Another sedimentary stone that can be (and often times is) classified as marble is travertine. The crystallization of this stone happened during its sedimentation and its crystals are small, though not as small as in certain popular compact limestone. The main difference between most (compact) limestone and travertine is that while limestone is of an organic origin, travertine is a chemical sedimentary rock (inorganic)
Most travertines derive from evaporation of spring water rich in calcium carbonate, both in rivers near waterfalls and caves. Travertines are mostly composed of calcite or aragonite with impurities of hydrated iron oxide (loosely called Limonite). They often show fossils and imprints, especially of water plants. Besides the noted Italian travertine (Romano, Navona, Silver, etc.) vast deposits are available in Wyoming, the region of the Great Basin around Nevada and in New Mexico.

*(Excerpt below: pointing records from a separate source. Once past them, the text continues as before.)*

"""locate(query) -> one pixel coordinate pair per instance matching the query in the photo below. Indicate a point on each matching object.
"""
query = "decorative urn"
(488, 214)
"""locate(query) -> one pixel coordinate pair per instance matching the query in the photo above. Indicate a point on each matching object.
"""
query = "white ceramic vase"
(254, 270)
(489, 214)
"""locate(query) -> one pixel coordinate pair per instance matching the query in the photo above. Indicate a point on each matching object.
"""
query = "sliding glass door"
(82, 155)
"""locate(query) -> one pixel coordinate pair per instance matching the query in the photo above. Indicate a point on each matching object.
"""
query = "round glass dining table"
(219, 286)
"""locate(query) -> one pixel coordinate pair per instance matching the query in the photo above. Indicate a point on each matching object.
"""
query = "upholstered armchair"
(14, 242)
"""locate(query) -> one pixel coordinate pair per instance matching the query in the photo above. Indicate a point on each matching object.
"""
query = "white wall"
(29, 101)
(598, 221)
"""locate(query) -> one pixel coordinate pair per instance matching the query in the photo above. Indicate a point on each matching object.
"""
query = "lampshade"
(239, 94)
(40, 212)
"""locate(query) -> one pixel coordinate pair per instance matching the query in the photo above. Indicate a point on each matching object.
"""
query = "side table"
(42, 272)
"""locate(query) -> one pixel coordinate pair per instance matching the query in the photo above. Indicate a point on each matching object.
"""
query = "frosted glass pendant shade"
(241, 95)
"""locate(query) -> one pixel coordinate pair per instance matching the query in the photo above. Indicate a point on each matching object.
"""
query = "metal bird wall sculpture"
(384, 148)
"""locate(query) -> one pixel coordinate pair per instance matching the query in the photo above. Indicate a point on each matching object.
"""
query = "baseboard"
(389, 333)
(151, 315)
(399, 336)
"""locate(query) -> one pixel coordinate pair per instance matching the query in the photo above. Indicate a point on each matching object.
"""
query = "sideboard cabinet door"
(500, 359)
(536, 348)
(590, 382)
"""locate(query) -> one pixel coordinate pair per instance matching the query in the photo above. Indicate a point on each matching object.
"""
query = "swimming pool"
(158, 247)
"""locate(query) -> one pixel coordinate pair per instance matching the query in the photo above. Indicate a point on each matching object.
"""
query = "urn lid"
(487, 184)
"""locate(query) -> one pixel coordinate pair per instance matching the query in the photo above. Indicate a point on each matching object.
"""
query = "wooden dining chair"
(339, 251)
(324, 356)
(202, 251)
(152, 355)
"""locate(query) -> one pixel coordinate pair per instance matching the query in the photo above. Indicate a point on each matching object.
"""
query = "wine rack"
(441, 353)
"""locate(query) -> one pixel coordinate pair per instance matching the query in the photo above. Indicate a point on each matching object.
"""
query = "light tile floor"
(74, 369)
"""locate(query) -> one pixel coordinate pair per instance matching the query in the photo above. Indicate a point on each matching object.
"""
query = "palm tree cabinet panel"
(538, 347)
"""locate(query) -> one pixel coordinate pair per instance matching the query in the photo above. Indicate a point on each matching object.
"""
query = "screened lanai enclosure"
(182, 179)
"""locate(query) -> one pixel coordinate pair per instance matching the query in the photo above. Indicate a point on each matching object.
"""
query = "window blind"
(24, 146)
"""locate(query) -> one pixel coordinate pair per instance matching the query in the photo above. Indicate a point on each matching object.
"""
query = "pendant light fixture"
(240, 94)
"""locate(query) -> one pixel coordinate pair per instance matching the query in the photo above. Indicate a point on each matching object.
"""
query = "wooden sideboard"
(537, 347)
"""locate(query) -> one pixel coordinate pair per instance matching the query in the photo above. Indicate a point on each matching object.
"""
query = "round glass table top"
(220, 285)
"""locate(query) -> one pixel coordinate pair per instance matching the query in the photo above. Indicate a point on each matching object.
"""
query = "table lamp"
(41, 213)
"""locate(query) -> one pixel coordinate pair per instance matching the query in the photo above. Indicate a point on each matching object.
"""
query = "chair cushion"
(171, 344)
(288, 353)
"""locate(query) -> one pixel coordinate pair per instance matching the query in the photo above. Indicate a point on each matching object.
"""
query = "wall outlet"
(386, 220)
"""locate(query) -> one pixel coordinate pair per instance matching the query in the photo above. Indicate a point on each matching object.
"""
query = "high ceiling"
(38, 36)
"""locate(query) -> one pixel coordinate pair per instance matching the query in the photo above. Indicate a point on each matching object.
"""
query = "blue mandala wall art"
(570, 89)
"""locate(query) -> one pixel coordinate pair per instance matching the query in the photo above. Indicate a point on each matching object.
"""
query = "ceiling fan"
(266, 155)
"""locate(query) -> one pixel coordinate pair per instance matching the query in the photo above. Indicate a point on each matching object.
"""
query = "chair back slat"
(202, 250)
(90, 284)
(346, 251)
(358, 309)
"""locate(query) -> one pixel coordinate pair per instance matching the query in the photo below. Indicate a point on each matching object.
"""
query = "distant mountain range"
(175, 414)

Now, coming again down to earth, let’s see the pros and cons of marble in its broader definition. Besides its indisputable and unmatchable beauty, marble is harder then, and not even close to being as porous as most limestone (with the exception of green marbles). As a matter of fact, marble in general could be defined as the least absorbent of all dimensional stones (again, green marble excluded). As a calcareous rock, marble is just as sensitive to harsh chemicals (especially acids) as limestone.

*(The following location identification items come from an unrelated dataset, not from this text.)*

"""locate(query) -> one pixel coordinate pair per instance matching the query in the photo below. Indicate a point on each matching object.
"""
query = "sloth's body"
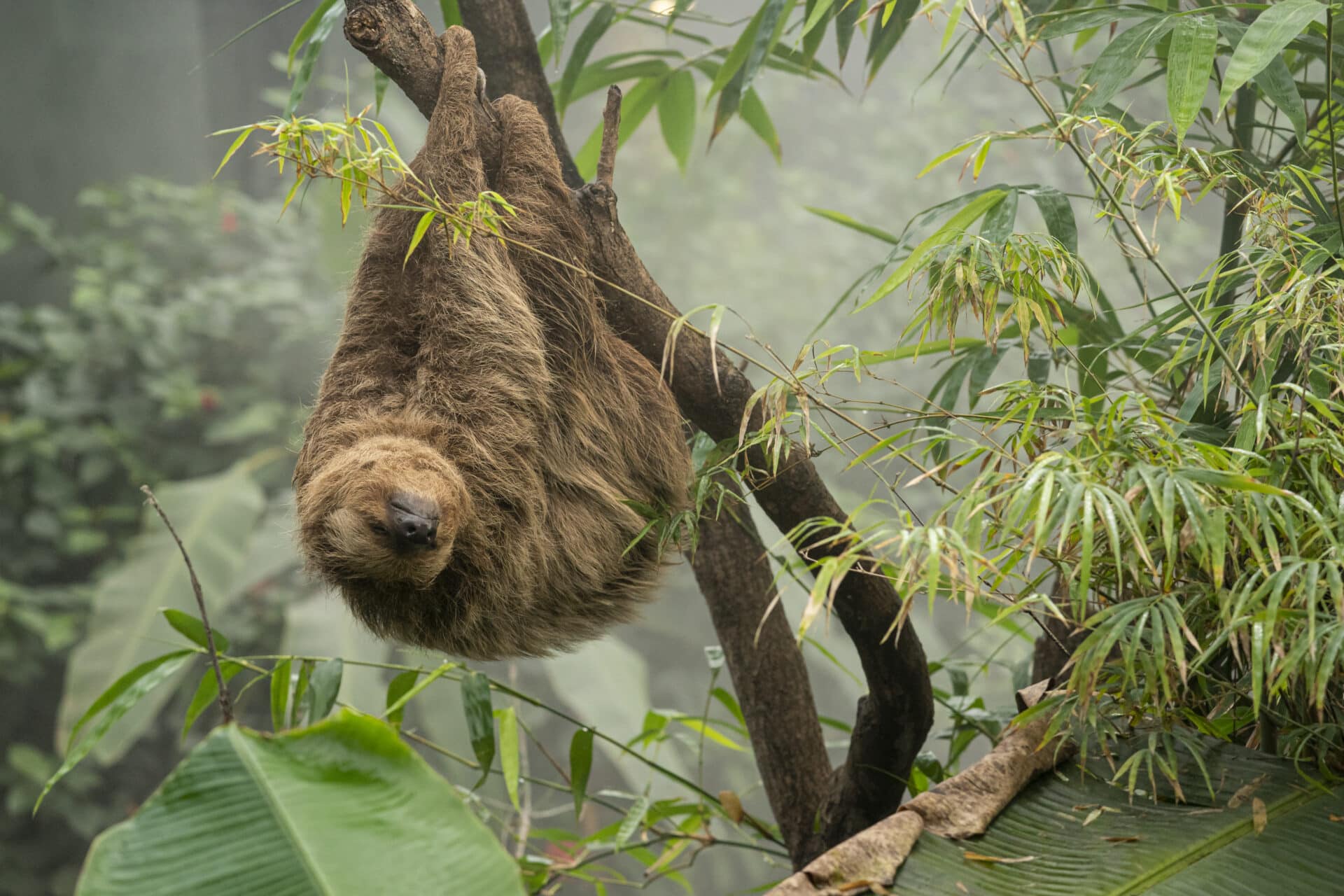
(479, 430)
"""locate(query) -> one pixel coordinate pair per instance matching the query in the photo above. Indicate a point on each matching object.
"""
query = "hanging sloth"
(479, 431)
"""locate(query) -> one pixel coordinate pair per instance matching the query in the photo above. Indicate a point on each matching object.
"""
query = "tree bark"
(895, 716)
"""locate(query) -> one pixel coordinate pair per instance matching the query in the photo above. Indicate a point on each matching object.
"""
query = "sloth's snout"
(413, 520)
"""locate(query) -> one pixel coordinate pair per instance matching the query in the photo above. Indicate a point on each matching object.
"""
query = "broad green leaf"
(315, 48)
(340, 808)
(581, 766)
(323, 690)
(592, 33)
(559, 27)
(217, 517)
(962, 219)
(510, 761)
(130, 691)
(1059, 216)
(207, 692)
(1190, 61)
(480, 720)
(846, 220)
(1136, 846)
(397, 688)
(753, 112)
(676, 115)
(1264, 41)
(280, 682)
(1120, 59)
(304, 33)
(195, 631)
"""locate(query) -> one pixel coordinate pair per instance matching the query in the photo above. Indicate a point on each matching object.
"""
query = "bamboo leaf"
(1190, 61)
(1264, 41)
(676, 115)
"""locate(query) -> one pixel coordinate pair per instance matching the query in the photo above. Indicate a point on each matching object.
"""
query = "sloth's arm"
(448, 335)
(554, 248)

This sensitivity is more apparent when the surface of the stone is polished to a high gloss. In fact, the marks of corrosion (etches) produced by the acids are very obvious on a glossy surface, since they appear in the form of dull spots, rings, streaks, splatters, or whatever the shape of the spill was. Many wrongly refer to those etch marks as “water stains”, thus triggering the employment of massive doses of penetrating sealers which soon turn out to be totally useless for the purpose of preventing them. In fact, penetrating sealers (impregnators) can help prevent true staining, which is a discoloration of the stone due to the absorption of alien liquids of a different color, or of any oily nature, but they are obviously helpless in preventing a surface damage produced by an acid (which a stain is not, no matter how it looks).
So, it is advised to keep polished marble away from the kitchen! With the exception, of course, of green marbles of the serpentine group which, because of their totally different chemistry, are mostly resistant to acids therefore, will not show etch marks. For all other applications where wear & tear is not a predominant factor, the use of polished marble is quite all right. Just beware of popular generic cleaning products. In most cases their chemistry turns out to be too harsh and could produce the same kind of damage as accidental spills from food and beverages.
Only specialty cleaning products specifically designed to deal with the delicate chemistry of the stone should be used.